Ini Area Yang Paling Bagus Untuk Beli Properti di 2018

0
122
views
Ini Area Yang Paling Bagus Untuk Beli Properti di 2018

Di tahun 2018 ini, industri properti sudah diramalkan akan tumbuh positif dengan bagus seiring dengan koreksi ekonomi yang dipengaruhi sentimen tahun politik maupun harga komoditas. Investasi pada bisnis properti malah masih menjadi opsi paling utama dibandingi investasi surat berharga maupun emas. Semisal pembelian properti di kawasan BSD City, maupun tempat lainnya.

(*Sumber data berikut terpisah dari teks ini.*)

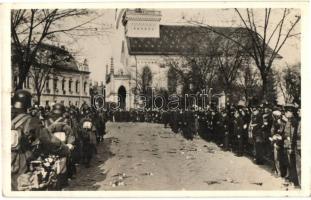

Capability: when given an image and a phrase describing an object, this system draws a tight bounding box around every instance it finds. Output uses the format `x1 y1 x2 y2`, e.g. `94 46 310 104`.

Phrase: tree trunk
260 73 267 102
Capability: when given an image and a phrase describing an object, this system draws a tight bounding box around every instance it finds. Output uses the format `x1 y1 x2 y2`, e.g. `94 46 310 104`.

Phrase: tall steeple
110 57 114 74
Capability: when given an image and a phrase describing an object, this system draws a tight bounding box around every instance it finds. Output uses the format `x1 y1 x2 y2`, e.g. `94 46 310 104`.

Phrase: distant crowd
107 103 301 186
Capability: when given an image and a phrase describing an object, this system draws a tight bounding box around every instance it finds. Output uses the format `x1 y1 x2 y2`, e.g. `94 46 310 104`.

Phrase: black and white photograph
2 4 310 196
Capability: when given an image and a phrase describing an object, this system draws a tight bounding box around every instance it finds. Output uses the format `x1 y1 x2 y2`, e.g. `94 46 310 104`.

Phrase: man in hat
262 103 273 158
270 107 285 176
295 109 301 186
11 90 69 190
250 107 264 165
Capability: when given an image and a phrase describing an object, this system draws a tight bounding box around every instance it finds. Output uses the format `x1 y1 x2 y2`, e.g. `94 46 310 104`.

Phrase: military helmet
12 90 32 110
52 103 65 114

Ignatius Untung, sebagai Country Manager Rumah123 memberikan daftar tempat yang paling bagus untuk dijadikan investasi properti terutama di tahun ini. Daerah yang dimaksud umumnya yakni zona-zona yang saat ini sedang dekat dengan pembangunan infrastruktur transportasi.
“Sekiranya Investasi itu masih di sunrise, tempat timur, Bekasi. Sebab pertama, harganya kan di Bekasi masih di bawah, apabila Tangerang itu sudah di atas banget, tinggi. Tangerang itu sudah mirip-mirip sama yang di Jakarta. Bekasi itu masih di bawah, sehingga orang akan tertarik beli di sana. Itu karena masih relatif murah dengan luas yang sama, bisa lebih besar,” kata Ignatius pada hari Rabu (17/1/2018).
Perumahan di Bekasi sendiri menjadi opsi karena persoalan-persoalan yang ada semenjak dahulu makin ke sini dilihat sudah banyak yang berhasil dituntaskan. Melalui tersebut bisa dilihat dari banyaknya akses transportasi yang mulai dibangun untuk menjangkau kota tersebut. Semisal yang paling baru yakni akses transportasi seperti LRT dan kereta commuter. Ada lagi pembangunan jalan tol Becakayu serta jalan tol layang Jakarta ke Cikampek II.
“Jadi dahulu itu, Tangerang itu enggak pernah jadi info, karena mereka punya commuter line dan commuter line itu lebih manusiawi dibanding commuter line ke Bekasi, katanya kan seperti itu,” sebut Untung.
Jadi tak heran apabila memang banyak sekali perumahan di Tangerang yang benar-benar laku keras. Dan hal tersebut pastinya diinginkan terjadi juga untuk kawasan dan tempat yang ada di Bekasi. Dengan membaiknya akses transportasi yang ada di Bekasi, diinginkan bisa menarik perhatian masyarakat yang selama ini benar-benar ogah apabila berinvetasi dalam bisnis properti.
Apalagi dengan akses transportasi yang dibangun, maka tempat yang terkenal dengan kemacetannya ini malah kini bisa mudah dijangkau oleh warga Jakarta. Dari situ, kawasan Bekasi dirasa sanggup menarik para calon pembeli properti atau rumah baru.
Ignatius juga mencontohkan akses transportasi seperti TOD (Transit Oriented Development). Figur transportasi semacam itu dikatakan benar-benar cocok dengan masyarakat milenial atau modern yang selama ini seperti itu mobile. Umumnya masyarakat milenial berbahagia jalan-jalan alias hang out dan bersosialisasi. Melalui tersebut bisa disokong dengan adanya kemudahan dalam hal akses transportasi.
Itu kemudahan transportasi, maka masyarakat kini bisa mudah menjangkau kea rah timur yakni Bekasi. pula dengan zona lainnya seperti Bogor maupun Depok. Dari situ, perumahan-perumahan yang ada di kawasan tersebut bisa semakin dilirik.